Delilah Dirk and the King's Schilling by Tony Cliff
After meeting the irrepressible Delilah and Selim, readers are ready to follow this latest turn of events, when the duo find themselves traveling to England.
Delilah has a score to settle and this time it is very personal.
She returns to her home and family to right a wrong. The dual nature of her life as a proper British lady and as the world-traveling swordswoman becomes evident. Cover art cleverly hints at the resulting intrigue.
Selim sees a new side of his comrade-in-arms which tests the strength of their friendship.
The characters, action, and art are stunning.
This work is a cinematic masterpiece!
Note the care with which Cliff sets up his story.
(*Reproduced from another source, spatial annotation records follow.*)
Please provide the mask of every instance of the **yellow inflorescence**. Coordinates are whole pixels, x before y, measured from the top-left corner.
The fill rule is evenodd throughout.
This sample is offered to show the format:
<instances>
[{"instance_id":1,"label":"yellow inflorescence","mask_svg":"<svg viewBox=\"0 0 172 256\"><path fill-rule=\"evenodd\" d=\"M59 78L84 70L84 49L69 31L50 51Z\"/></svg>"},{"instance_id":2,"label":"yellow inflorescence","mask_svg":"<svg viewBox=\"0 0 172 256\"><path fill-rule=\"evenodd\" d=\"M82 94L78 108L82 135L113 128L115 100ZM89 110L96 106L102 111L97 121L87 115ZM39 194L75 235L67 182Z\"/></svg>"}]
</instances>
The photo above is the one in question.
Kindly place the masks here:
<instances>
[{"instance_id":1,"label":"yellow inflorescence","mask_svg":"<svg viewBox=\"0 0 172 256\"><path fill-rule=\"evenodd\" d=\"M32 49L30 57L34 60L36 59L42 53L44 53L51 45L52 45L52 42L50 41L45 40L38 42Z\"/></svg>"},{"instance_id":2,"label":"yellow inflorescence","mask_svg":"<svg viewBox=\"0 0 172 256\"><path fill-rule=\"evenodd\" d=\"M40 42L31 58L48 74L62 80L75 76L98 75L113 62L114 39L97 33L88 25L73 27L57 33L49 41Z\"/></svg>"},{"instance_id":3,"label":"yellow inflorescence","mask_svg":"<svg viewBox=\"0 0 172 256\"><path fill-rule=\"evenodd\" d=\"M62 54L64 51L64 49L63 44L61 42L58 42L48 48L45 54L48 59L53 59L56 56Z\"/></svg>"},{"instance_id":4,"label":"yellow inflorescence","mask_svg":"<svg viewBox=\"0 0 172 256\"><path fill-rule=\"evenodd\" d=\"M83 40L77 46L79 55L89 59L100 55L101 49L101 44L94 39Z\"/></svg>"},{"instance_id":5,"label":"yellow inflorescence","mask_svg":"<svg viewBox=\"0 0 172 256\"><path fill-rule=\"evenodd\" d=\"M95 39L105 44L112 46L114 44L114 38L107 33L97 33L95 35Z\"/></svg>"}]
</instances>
His use of color and light draws the eye immediately to the destination: Portugal in the 1800's.
While the village shining in light is most evident, there is an important component of the tale happening within the shadows.
The open road invites the reader to take the journey, following the winding path that leads to the town.
It's at this point that a significant detail captures one's attention: Selim leaving the horse-drawn cart and setting off on foot at a quick pace. This sets minds to wondering why he abandoned the cart, where he is headed, and why his steps are hurried?
Cliff sets up his action sequences with precision and attention to detail.
His use of angles is brilliant. Note the body angle reaching out to throw the life line to Delilah.
What gives added vitality is allowing the viewer to observe the action from more than one point of view.
It's as if he has set up multiple cameras for the scene and these shots allow readers to witness the scene from various angles.
Panel placement follows the rope from the initial fling to the life-saving destination. The size and shape of each panel also propels the action forward.
It is worth noting how Cliff first uses up-close tight shots to draw readers into the action and then pulls back, giving the reader a broader consideration of the action.
Note how well the sound effects are placed, making the sound an integral part of the movement.
He brings the action to a personal level with close-up faces. Readers experience more than bodies engaged in battle. They also witness the toll that battle takes on the mind and the will.
This increases both the intensity and the personal engagement of readers as they experience the struggle firsthand.
Cliff introduces Selim with three distinctly different forms:
Cliff's use of color is exquisite. The shade of blue alerts readers to the knowledge that much of the story takes place at night, under cover of darkness.
The muted blue shades are a perfect complement to the contrasting bright golds. Fire explodes on the page, and causes readers to rear back, in a way that mirrors Selim's reaction.
Cliff knows how to set up a scene for the reader, carefully arranging both the size and shading of panels to lead readers to the big reveal.
This pacing allows the appearance of Delilah Dirk to leave readers breathless.
Her commanding presence of the page and particularly of this panel heightens the drama.